Don't cache head/tail index in Consumer/Producer #48

mgeier · 2021-04-27T07:44:18Z

I'm not sure whether this is an improvement or not.

The benchmarks are inconclusive on my machine.

The results might be different on a CPU with weak memory ordering, because the number of atomic loads increases.

Any comments?

ghost · 2021-05-04T11:36:21Z

On my machine, this version faster than the default one with a large buffer but slower than the default one with a small buffer.

mgeier · 2021-05-09T18:16:22Z

Thanks @zhenpingfeng!

I've also seen slight improvements in the two-threads benchmark.
However, some of the single-threaded benchmarks have shown quite strong regressions.

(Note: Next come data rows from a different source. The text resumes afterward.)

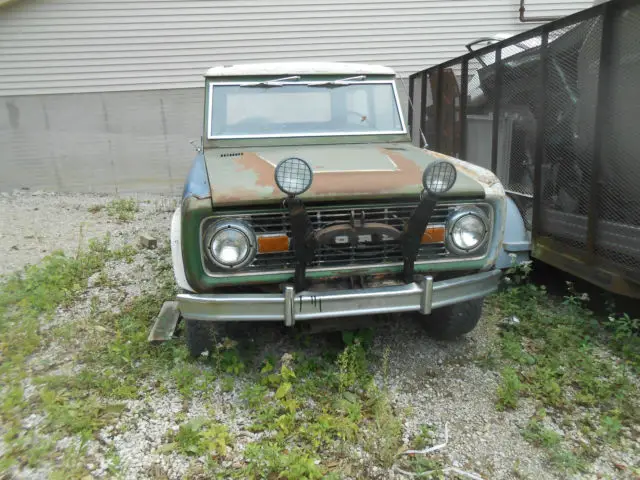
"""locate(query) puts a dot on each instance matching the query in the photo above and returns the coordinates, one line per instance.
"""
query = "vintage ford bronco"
(307, 201)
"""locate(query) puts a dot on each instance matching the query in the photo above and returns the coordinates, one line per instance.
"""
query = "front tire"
(199, 336)
(453, 321)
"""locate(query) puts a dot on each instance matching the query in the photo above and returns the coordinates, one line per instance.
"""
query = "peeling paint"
(340, 172)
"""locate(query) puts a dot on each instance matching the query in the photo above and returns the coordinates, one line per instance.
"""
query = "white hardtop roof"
(298, 68)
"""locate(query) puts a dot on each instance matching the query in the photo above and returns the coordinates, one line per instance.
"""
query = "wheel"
(449, 323)
(199, 336)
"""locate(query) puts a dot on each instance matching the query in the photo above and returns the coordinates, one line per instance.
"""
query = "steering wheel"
(362, 119)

I'm not sure whether the results are reliable and I don't know which of the benchmarks are most relevant in practice.

But since the improvements are small and the regressions are big, I'm hesitating to merge this.

Have you also tried the single-threaded benchmarks?

What kind of CPU have you used, if I may ask?

I'm using a Intel(R) Core(TM) i5-7Y54 CPU.

ghost · 2021-05-10T03:23:52Z

single-threaded benchmarks result.

ghost · 2021-05-10T03:34:08Z

In the single-threaded test results, the default version does have a slight advantage in some tests.
I‘m using the Intel Xeon Gold 6230 CPU at 2.8Ghz.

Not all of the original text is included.